A MarketWatch analysis of IRS statistics — which shows tax-filing figures through late November 2019 — revealed:
- Taxpayers making between $40,000 and $50,000 a year had the largest fall in average tax liability, a 14.5% drop, while high-end households making between $250,000 and $500,000 had the second largest decrease, with a 14.4% liability reduction.
- Americans had $1.552 trillion in tax liabilities last year, compared with $1.619 trillion in total tax liabilities at the same point a year prior. That’s a drop of 4% on a year-over-year basis.
- The double-digit percentage decreases in average tax liability started with a 12.5% drop for people making $15,000 to $20,000 a year. Double-digit percentage reductions in liability continued for people making $25,000 to $30,000 (down 11.2%) through $100,000 to $200,000 (down 10.96%).
- Taxpayers making at least $1 million had a 4.3% decrease in average tax liability.
- Almost 890,000 more returns showed taxes owed under the first year of the Trump tax cuts, the data show.
- The sum total of those tax bills, $170 billion, was still $1 billion smaller than in the last year under the previous tax code.
- The IRS issued almost 2 million fewer refunds on a year-over-year basis, amounting to almost $360 million less in refunds.
Many taxpayers didn’t update their paycheck withholding levels to track the new rates last year, experts said. Likewise, the Government Accountability Office, a federal watchdog agency, cautioned more than 30 million people would have too little withheld in the tax cut’s first year.
Some accountants and tax-preparation companies, including H&R Block HRB, -5.03%, arranged “empathy training” for preparers last year so they could walk clients through smaller refunds and unanticipated tax bills.
It has been hard for many to square perceptions about what the new law accomplished because of smaller than expected refunds, some observers have said.
Are the Tax Cuts Working, or a ‘Mixed Record’?

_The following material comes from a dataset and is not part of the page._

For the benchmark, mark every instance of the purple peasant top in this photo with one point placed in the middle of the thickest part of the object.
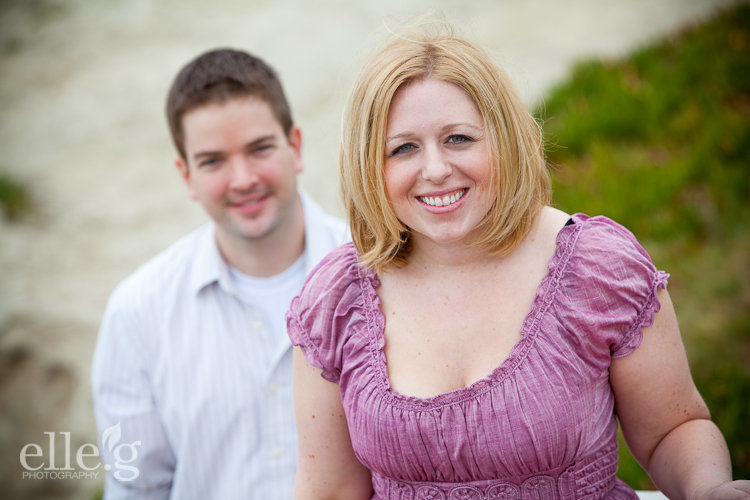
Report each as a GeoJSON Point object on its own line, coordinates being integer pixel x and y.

The data, according to Treasury Secretary Steven Mnuchin, show the tax cuts were effective. Adjusted gross incomes were 5.7% higher in the November 2019 statistics than a year earlier, he emphasized.
“President Trump’s pro-growth economic policies, including the Tax Cuts and Jobs Act, are working to increase wages and lower the tax burden for hardworking Americans,” Mnuchin said in a Monday statement.

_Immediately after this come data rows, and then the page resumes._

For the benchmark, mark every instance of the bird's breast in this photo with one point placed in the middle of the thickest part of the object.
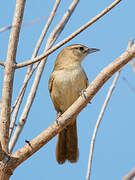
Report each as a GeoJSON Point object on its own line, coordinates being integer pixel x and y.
{"type": "Point", "coordinates": [67, 86]}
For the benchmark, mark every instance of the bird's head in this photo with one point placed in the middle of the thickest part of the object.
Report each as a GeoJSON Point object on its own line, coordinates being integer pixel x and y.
{"type": "Point", "coordinates": [74, 53]}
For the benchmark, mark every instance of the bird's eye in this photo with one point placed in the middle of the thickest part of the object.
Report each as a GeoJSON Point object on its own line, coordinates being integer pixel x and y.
{"type": "Point", "coordinates": [81, 48]}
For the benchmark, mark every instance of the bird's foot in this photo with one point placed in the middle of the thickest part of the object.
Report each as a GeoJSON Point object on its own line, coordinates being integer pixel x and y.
{"type": "Point", "coordinates": [82, 93]}
{"type": "Point", "coordinates": [58, 115]}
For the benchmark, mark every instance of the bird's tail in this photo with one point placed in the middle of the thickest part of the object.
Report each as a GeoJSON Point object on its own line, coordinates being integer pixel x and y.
{"type": "Point", "coordinates": [67, 144]}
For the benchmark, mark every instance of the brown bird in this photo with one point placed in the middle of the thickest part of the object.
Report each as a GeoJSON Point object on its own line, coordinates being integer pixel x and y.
{"type": "Point", "coordinates": [67, 81]}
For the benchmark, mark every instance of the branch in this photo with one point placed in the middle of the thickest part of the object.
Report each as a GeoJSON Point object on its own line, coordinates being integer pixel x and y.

Mark Mazur, director of the Urban-Brookings Tax Policy Center, said the tax-cut picture is more nuanced, with a “mixed record” so far.
The revised tax code is “not as tilted toward billionaires as some of the rhetoric may lead you to think, but it is the case the Tax Cuts and Jobs Act favored higher-income people,” he told MarketWatch.
For example, Mazur noted the sharp drop in liabilities for households making between $250,000 and $500,000 a year. Tax-code changes made it less likely these taxpayers would be subject to the alternative minimum tax, said Mazur.
Though taxpayers making this amount would typically be taxed at the 35% rate, the alternative minimum tax applies a lower rate of between 26% and 28% but with fewer available deductions, he noted.
Mazur said the law cut taxes for a lot of households.
Among other noteworthy provisions, the tax cuts reduced the corporate-income-tax rate to 21% from 35%. It also raised the exemption before an estate tax kicked in, going from $5.4 million to $11.4 million.